What we do
There is no standard anaesthetic technique for horses at the LA hospital; anaesthetics are devised according to the needs of the surgical team and the animals themselves.
All horses scheduled for general anaesthesia are thoroughly evaluated by a staff anaesthetist. The same individual will render the animal unconscious and will remain with it until it stands and is ready to walk back to its stable.
Monitoring during surgery
During surgery, the horse’s normal body functions, (blood pressure, blood oxygen levels) are monitored continuously and recorded. In addition, the equine anaesthesia team monitor the depth of anaesthesia using BIS, a device designed for human patients to ensure that subjects are adequately unconscious for surgery.

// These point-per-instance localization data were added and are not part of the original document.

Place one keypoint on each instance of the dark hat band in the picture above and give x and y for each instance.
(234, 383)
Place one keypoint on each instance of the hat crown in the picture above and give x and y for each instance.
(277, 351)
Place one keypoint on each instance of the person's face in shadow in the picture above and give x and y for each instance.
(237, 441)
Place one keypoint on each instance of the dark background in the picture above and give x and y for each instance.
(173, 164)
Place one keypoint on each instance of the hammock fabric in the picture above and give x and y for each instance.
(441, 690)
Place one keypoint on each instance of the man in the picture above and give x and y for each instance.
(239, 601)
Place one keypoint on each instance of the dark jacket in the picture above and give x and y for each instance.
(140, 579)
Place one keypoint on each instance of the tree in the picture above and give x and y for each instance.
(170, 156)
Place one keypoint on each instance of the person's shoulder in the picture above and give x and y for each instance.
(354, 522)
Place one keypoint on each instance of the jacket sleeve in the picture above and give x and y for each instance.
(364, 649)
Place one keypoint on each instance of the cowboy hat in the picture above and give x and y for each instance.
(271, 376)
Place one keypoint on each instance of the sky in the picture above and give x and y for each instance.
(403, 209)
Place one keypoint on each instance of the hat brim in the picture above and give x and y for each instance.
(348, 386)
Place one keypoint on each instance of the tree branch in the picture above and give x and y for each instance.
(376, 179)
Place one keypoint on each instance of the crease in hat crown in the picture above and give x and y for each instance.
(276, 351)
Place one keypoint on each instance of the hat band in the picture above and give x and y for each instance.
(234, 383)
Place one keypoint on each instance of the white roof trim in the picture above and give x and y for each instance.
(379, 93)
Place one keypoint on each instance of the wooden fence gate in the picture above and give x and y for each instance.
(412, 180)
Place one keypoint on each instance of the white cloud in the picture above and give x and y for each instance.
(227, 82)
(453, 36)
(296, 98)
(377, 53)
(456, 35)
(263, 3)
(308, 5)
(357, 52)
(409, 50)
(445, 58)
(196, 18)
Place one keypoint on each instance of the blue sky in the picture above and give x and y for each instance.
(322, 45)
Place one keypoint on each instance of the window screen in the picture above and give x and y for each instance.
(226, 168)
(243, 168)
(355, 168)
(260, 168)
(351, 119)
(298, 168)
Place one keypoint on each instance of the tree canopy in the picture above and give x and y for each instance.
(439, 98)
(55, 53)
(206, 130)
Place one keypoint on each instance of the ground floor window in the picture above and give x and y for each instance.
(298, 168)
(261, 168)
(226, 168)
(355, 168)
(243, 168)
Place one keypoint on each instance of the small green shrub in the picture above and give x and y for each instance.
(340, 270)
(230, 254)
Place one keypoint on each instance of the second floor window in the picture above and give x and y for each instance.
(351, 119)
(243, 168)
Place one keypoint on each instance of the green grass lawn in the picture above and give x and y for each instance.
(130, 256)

In horses with colic, cardiac output is monitored using a newly-introduced technology known as LidCo, which allows the anaesthetist to improve tissue blood flow. In addition, muscle strength may be measured in high risk cases using equipment which has been designed and built at the R(D)SVS and is unavailable elsewhere in the world.
Our LA operating theatre also boasts Tafonius - undeniably the last word in mechanical lung ventilators - devices that artificially breathe for the horse during surgery. On the rare occasion when weaker horses require assistance to stand, anaesthetists and surgeons will use the Anderson sling to get the animal to its feet.
Monitoring throughout recovery
Horses anaesthetised at the R(D)SVS also benefit from continued monitoring throughout recovery, which is a particularly high-risk period. This involves continuous and recorded surveillance using CCTV as well as the monitoring of signs which may indicate post-operative discomfort. Anaesthetists at Edinburgh have developed equipment which not only monitors horses recovering from anaesthesia, but also allows the delivery of medication in the event that problems arise. This level of post-operative surveillance is unsurpassed by other equine surgical centres in both the UK and abroad, and reflects the dedication of the school's anaesthetists to "getting horses up" as comfortably, rapidly and safely as possible.
After recovery, an anaesthesia technician checks the horse for problems resulting from anaesthesia. This continues on a daily basis until the animal is discharged. Of particular concern is post-operative pain, and anaesthetists work closely with their surgical colleagues to devise the most appropriate methods for keeping animals pain-free.